Влажная жара, зловонные испарения, голос Лотты Шёне до сих пор слиты воедино в памяти Эльзы.
Музыка оборвалась, Эльза переворачивает пластинку. Последний акт оперы, партию Памины исполняет Пилар Лоренгар.
Солнце вот-вот скроется, оно медленно стягивает свой золотой полог с виноградников и верхушек пиний, свет сохранит еще на несколько мгновений ту же нежность, которая звучит в голосах Тамино и Памины. Потом всем завладеет ночная синева. Никогда не знаешь, куда тебя приведет нить памяти, разматывающаяся от воспоминания к воспоминанию. В последний раз Эльза видела Гийома зимой, на своей улице. А весной он умер. Она тогда возвращалась с работы, и он шел в том же направлении, но по другому тротуару, часто останавливаясь у витрин книжных лавок. Она замедлила шаг, чтобы немного отстать от него, она не знала, заметил ли он ее и не были ли книги только предлогом, чтобы подождать, пока она его нагонит.

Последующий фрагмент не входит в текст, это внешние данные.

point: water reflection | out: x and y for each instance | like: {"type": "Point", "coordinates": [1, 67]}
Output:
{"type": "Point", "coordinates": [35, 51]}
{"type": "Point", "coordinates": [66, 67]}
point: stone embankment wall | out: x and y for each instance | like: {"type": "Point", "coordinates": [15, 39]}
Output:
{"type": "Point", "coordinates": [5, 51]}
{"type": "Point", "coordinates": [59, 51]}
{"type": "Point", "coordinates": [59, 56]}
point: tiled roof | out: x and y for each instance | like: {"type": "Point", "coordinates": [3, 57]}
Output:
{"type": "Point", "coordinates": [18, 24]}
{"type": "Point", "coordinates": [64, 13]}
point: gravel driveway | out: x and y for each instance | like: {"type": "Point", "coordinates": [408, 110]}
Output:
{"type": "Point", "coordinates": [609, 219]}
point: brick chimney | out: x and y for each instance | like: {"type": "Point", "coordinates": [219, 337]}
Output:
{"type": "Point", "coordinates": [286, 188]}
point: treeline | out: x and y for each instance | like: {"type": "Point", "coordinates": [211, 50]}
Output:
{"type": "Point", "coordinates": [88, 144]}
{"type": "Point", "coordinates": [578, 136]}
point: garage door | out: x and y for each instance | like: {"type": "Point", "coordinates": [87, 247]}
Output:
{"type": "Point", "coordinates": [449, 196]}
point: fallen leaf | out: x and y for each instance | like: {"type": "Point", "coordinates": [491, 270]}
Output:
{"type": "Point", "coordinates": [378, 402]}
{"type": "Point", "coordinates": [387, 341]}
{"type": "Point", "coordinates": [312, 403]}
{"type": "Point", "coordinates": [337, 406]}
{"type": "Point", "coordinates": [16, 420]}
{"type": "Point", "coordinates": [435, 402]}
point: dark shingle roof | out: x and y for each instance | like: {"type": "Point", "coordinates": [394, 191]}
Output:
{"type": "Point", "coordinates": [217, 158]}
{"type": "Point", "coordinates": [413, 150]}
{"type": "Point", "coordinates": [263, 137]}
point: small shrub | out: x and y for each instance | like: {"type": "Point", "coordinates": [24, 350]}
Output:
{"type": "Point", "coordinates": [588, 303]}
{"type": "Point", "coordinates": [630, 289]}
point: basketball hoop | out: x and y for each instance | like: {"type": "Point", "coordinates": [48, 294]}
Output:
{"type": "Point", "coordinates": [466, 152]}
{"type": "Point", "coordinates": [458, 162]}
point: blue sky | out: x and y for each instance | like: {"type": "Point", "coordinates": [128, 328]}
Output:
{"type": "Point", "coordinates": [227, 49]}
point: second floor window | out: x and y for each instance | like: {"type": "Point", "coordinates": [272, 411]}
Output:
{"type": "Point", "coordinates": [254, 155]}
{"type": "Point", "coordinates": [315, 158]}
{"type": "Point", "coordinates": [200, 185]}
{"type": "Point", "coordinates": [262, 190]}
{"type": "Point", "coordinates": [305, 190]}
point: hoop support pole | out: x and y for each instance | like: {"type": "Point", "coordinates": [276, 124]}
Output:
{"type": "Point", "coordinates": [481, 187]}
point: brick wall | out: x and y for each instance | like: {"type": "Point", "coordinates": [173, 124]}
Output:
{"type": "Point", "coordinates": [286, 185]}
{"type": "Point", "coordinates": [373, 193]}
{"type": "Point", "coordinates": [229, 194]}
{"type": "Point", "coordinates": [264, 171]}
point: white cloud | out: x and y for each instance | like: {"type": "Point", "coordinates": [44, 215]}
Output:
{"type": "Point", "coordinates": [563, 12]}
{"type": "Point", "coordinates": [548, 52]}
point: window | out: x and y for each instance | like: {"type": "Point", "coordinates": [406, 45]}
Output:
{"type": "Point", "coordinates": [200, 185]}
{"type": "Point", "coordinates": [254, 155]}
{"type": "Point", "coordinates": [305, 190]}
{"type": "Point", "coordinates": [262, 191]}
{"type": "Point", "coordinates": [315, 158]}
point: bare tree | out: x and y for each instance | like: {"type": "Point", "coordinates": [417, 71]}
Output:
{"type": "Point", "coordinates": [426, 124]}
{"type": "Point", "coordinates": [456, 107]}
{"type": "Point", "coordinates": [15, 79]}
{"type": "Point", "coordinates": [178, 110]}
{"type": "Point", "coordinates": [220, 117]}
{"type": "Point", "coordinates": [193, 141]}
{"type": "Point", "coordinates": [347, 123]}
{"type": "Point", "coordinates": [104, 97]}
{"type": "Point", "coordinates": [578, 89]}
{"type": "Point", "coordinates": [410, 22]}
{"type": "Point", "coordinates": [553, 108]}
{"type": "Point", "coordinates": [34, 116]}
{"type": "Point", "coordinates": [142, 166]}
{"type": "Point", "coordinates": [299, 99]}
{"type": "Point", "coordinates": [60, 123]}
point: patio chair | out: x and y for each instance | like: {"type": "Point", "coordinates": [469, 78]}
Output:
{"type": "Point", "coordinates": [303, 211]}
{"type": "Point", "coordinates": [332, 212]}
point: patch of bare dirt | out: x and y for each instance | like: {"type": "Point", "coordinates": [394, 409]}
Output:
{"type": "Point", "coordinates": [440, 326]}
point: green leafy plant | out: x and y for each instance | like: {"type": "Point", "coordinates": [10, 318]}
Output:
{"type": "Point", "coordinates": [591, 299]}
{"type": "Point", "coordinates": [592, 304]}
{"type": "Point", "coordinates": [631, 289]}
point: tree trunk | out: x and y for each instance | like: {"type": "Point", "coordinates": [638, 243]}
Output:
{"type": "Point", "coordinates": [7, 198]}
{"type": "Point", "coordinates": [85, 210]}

Они не общались уже много лет, а когда-то любили и нанесли друг другу почти смертельные раны. Она наблюдала за ним — он шел, останавливался, наклонялся к витринам. Разве можно прожить вместе, в такой физической близости, что ощущаешь на губах и языке вкус каждой клеточки любимого тела, в таком духовном единстве, и потом вдруг утратить все — так, что не осталось и следа от прошлого, запечатленного где-то на теле, написанного незримыми, но нестираемыми чернилами? Нет, мы жестоки и неверны, каждый из нас в свою очередь, и, случается, самая безбрежная нежность перерождается в бессердечность. Он говорил: «Приговоренный к смерти должен был бы вопить, отбиваться, я против сохранения достоинства». Когда стекло витрин отбрасывало свет на его лицо, Эльза видела чуть отяжелевшие черты, морщины вокруг глаз и на щеках, копну черных, почти без седины, волос. Потом он снова двигался вперед по затененной части тротуара. Он слегка ссутулился, фигура его приобрела массивность, но походка осталась прежней, и он все так же по-звериному принюхивался к чему-то, втягивая воздух, выставив вперед подбородок и откинув голову. Эльза обогнала его, потом остановилась у витрины, теперь они повторяли этот маневр по очереди, так что впереди оказывался то один, то другой. Завтра он, возможно, позвонит ей, подумала Эльза, и спросит, не ее ли он видел накануне, или, даже не упомянув про эту встречу, заговорит о чем-нибудь другом. Она не заметила, как он исчез, свернул, вероятно, в переулок направо, когда она его обогнала. Но он так и не позвонил. А несколько месяцев спустя позвонил Франсуа и сообщил о его смерти.